昭和の恋物語り

小説をメインに、時折よもやま話と旅行報告をしていきます。

長編恋愛小説 ~水たまりの中の青空・第一部~ (八) ねえ、飲もうかあ

2015-01-15 08:56:53 | 小説
「ねえ、飲もうかあ」
突然、耀子が立ち上がった。のぶこは、待ってましたとばかりに
「そのつもりで来たのよ、ホントは。ミタ君、いいでしょ?」
と、またしても彼に抱きついてきた。
アルコールが入っているのか、ほんのり桜色の顔色であることに、彼は気が付いた。
”そうか。だから、言葉遣いがいつもと違うんだ”

「ミタちゃん、のぶこは凄よまさしく、うわばみだね。
もう気が付いたと思うけど、すぐに抱きつく癖があるしね。ミタちゃんには、刺激が強すぎるかな?」
耀子は、英文字ラベルの付いたウィスキーを、グラスと共に運んできた。

更に、たっぷりの氷が入ったアイスペールをテーブルに置くと
「さあ、飲もう! そうだ、のぶこ。
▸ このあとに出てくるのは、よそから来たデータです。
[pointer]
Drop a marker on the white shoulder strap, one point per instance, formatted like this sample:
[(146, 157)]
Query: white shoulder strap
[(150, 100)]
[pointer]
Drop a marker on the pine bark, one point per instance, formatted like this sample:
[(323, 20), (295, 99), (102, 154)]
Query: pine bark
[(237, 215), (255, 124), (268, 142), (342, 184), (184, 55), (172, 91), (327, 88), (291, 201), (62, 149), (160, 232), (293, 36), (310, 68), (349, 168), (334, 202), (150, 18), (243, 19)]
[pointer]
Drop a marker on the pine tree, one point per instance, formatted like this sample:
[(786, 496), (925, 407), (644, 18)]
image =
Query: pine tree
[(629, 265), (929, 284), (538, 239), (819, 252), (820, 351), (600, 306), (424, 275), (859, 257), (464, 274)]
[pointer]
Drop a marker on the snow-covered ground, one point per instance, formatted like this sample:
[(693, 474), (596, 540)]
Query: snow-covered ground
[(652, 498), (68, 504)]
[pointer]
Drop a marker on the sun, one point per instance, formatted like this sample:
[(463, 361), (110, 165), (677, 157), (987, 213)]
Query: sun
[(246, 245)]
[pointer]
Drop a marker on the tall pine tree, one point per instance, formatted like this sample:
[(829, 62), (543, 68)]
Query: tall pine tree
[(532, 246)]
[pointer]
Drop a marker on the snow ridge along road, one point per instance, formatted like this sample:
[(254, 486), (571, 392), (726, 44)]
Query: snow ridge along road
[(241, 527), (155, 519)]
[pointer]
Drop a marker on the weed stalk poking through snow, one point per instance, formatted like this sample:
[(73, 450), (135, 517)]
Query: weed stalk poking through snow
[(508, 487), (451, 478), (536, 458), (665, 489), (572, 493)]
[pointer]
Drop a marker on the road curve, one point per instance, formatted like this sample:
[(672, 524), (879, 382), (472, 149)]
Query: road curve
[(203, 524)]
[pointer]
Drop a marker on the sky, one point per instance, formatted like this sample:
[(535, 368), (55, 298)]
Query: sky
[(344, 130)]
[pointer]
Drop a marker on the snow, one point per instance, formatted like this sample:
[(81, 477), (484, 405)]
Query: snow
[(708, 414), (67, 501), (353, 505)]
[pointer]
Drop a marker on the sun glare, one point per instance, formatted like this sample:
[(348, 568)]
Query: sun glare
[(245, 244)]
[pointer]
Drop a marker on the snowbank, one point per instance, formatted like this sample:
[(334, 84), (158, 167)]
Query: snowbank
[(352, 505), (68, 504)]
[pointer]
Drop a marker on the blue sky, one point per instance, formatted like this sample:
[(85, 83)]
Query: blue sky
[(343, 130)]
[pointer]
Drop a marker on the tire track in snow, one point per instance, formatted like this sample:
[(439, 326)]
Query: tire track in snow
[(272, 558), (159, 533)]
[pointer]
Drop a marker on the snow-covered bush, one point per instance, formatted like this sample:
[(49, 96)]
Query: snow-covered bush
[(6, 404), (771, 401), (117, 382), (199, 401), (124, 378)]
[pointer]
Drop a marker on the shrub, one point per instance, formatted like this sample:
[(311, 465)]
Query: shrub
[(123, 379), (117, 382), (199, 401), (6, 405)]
何かおつまみ作ってよ。絶品なの、のぶこのおつまみは」
と、のぶこを急かせた。
「ええっと、何に乾杯する? やっぱり、ミタちゃんの歓迎ね」
「そうそう。ミタ君に、かんぱあい! ようこそ、女の園へ」

並々と注がれたウィスキーを、さも美味しそうに二人は飲み干した。
彼には初めてのウィスキーであったが、二人につられて一気に口に流し込んだ。
「ゴホッ、ゴホッ!」
水で割ってあるとはいえ、アルコール度の高いウィスキーに、彼はむせかえった。

「ウィスキーは、ひょっとして初めて? そうかあ。ビールだったんだ、いつもは」
耀子がすぐに彼の背中をさすり、のぶこは水の入ったコップを彼に手渡した。
「大丈夫? ゆっくり、少しずつ飲みなさいね」
耀子の優しい言葉に頷きながら、「もう大丈夫です」と、手を上げた。

「私たちのペースに合わせたらだめよ。さあ、このサラミでも食べて。
それとも、この女子大生巻きにする?」
と、長めに切った竹輪の輪に人参を入れたつまみを勧めた。